The periodic table, is an organized display of all the known chemical elements, as you can see in the figure below.

Each element of the periodic table is given a period and group number. The period number defines the number of shells of electrons, while the group number correlates to the number of outer electrons (valency). The orbital these valence electrons are in, is defined by the block the element is in. We can use the period and group number, like coordinates, to locate an element on the table.

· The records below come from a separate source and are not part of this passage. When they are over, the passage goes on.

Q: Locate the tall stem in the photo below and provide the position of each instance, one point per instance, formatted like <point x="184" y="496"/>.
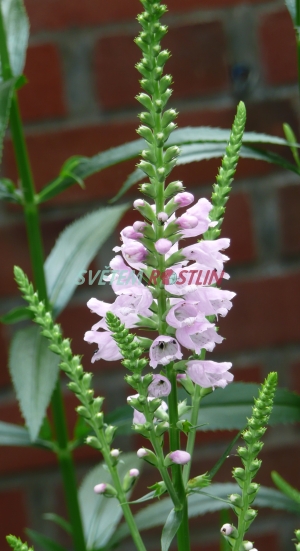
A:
<point x="297" y="2"/>
<point x="37" y="261"/>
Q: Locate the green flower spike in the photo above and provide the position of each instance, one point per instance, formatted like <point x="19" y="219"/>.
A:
<point x="244" y="476"/>
<point x="129" y="348"/>
<point x="226" y="172"/>
<point x="17" y="544"/>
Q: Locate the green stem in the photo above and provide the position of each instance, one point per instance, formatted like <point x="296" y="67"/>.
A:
<point x="297" y="29"/>
<point x="37" y="260"/>
<point x="183" y="535"/>
<point x="192" y="434"/>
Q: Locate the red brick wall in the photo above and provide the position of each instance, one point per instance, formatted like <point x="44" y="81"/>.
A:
<point x="80" y="100"/>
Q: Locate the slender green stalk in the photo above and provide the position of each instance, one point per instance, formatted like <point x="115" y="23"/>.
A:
<point x="80" y="385"/>
<point x="183" y="534"/>
<point x="37" y="260"/>
<point x="297" y="2"/>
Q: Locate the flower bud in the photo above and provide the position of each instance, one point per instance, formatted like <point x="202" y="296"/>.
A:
<point x="163" y="245"/>
<point x="227" y="529"/>
<point x="106" y="489"/>
<point x="148" y="456"/>
<point x="178" y="457"/>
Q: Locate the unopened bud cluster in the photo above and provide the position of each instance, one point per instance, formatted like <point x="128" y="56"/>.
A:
<point x="241" y="503"/>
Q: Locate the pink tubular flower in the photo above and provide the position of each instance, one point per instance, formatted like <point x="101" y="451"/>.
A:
<point x="164" y="350"/>
<point x="130" y="233"/>
<point x="100" y="488"/>
<point x="160" y="386"/>
<point x="180" y="457"/>
<point x="162" y="216"/>
<point x="186" y="313"/>
<point x="208" y="374"/>
<point x="163" y="245"/>
<point x="134" y="252"/>
<point x="142" y="452"/>
<point x="134" y="473"/>
<point x="138" y="203"/>
<point x="197" y="336"/>
<point x="107" y="348"/>
<point x="187" y="221"/>
<point x="183" y="199"/>
<point x="201" y="212"/>
<point x="208" y="253"/>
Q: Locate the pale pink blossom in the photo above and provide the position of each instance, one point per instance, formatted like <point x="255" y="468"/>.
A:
<point x="162" y="216"/>
<point x="208" y="374"/>
<point x="163" y="246"/>
<point x="134" y="473"/>
<point x="100" y="488"/>
<point x="160" y="386"/>
<point x="164" y="350"/>
<point x="107" y="348"/>
<point x="187" y="221"/>
<point x="208" y="253"/>
<point x="186" y="313"/>
<point x="138" y="203"/>
<point x="179" y="457"/>
<point x="197" y="336"/>
<point x="200" y="211"/>
<point x="183" y="199"/>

The diagonal line, starting at boron, in the p block, consists of metalloids that have the characteristics of both metals and nonmetals. If an element is found to the left of this line then it is said to be metal and so forms cations - and vice versa. Finally, if we combine the group number with the octet rule we can predict the number of bonds the element will form.

Let’s put this all into practice.

Oxygen is in group 16, so has 6 valence electrons and is right of the metal-nonmetal divide. This means oxygen will is a nonmetal and so forms an anion. The octet rule suggests this ion will have a 2 minus charge or form 2 covalent bonds.

NOTE: Transition metals, like copper and iron, can sometimes form multiple cations. We call this variable charge.

Metals, metalloids, and nonmetals in the periodic table. A standard periodic table with a thin tall rectangle housing the elements in group 1 and 2. This block is labeled the s block. The transition metals are included in a squashed, wide rectangle ranging from groups 3 to 12. This block is labeled as the d block. A square completes the groups from 13 to 18 and is labeled the p block. The p block is divided by a diagonal red line which consists of metalloids. The metalloids that make up the line are boron, silicon, geranium, arsenic, antimony, tellurium and polonium. All the elements to the left of this line are blue, which indicates that they are metals. Except for hydrogen, all elements to the right of the line are green, which indicates that they are nonmetals. The lanthanides and actinides are shown as a separate rectangle below the first table which is labeled the f block and all the elements are blue.

Figure 1: Metals, metalloids, and nonmetals: The diagonal line cutting through the metalloids splits the table into metals, on the left, and nonmetals, on the right. Each block also organizes the elements based on their electron configuration.